Lançado pela Netflix, filme abusa de polêmicas e violências da vida da atriz

Foto: Divulgação/Netflix

Entender como uma pessoa se transforma em um ícone não é uma tarefa fácil. E, provavelmente, Marilyn Monroe foi a primeira grande influenciadora e objeto de desejo que a indústria cultural, de fato, emplacou no último século. O pioneirismo e as tragédias de toda essa cobiça são objeto de estudo de “Blonde”, lançado pela Netflix na última quarta-feira (28).

Estrelando Ana de Armas (“Entre Facas e Segredos”) no papel da protagonista, “Blonde” foi dirigido por Andrew Dominik (“O Assassinato de Jesse James”). O roteiro teve como inspiração o livro de mesmo título, escrito por Joyce Carol Oates, lançado em 1999. A proposta das duas obras é servir como um romance biográfico – ou seja, utilizar de fatos da realidade, mas com certos toques imaginados pelos autores.

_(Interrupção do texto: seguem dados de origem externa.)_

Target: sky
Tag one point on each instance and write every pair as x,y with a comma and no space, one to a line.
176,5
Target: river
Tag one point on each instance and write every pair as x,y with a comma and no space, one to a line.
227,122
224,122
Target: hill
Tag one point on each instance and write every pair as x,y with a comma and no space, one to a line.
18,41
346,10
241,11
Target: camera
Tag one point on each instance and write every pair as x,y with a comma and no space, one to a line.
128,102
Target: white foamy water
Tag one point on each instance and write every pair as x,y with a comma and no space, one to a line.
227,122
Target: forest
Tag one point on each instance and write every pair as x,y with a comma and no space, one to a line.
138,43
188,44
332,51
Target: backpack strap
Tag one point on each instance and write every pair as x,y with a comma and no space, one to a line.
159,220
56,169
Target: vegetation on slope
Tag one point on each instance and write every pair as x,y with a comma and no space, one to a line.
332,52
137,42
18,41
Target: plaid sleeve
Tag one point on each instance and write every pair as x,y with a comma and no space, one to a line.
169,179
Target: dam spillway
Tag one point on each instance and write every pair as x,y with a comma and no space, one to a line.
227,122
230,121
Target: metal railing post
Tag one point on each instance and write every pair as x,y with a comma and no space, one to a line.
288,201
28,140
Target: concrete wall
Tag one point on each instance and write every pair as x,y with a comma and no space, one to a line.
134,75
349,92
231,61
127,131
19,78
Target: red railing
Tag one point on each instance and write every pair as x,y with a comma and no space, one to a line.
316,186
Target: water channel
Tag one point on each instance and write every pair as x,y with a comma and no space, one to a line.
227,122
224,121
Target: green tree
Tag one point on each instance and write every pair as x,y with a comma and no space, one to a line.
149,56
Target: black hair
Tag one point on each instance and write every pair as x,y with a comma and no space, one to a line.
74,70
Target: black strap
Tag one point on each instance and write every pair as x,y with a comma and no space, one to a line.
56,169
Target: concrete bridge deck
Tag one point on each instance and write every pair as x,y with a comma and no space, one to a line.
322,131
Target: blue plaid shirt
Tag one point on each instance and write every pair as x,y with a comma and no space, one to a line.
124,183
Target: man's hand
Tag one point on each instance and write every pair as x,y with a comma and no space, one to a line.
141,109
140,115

Sobre o que é o filme “Blonde”, com Ana de Armas?

“Blonde” se propõe a contar uma história pouco explorada: o pior lado possível de Marylin Monroe e toda a mitologia criada ao redor dela. A estrela de Hollywood, que teve sua ascensão entre as décadas de 1950 e 1960, foi uma verdadeira febre nos Estados Unidos, e não demorou muito para atrair a atenção do resto do planeta. 

No entanto, Marilyn é, na verdade, um alter ego de Norma Jeane. E, com isso em mente, o filme explora a dualidade entre essas duas personalidades, que são bastante diferentes. Enquanto Norma é insegura e retraída, Marylin é expansiva, a verdadeira definição de uma pessoa solar. Esse conceito, aliás, é repetido diversas vezes ao longo das quase três horas do enredo: Marilyn Monroe é iluminada, é como o Sol, que você não consegue viver sem.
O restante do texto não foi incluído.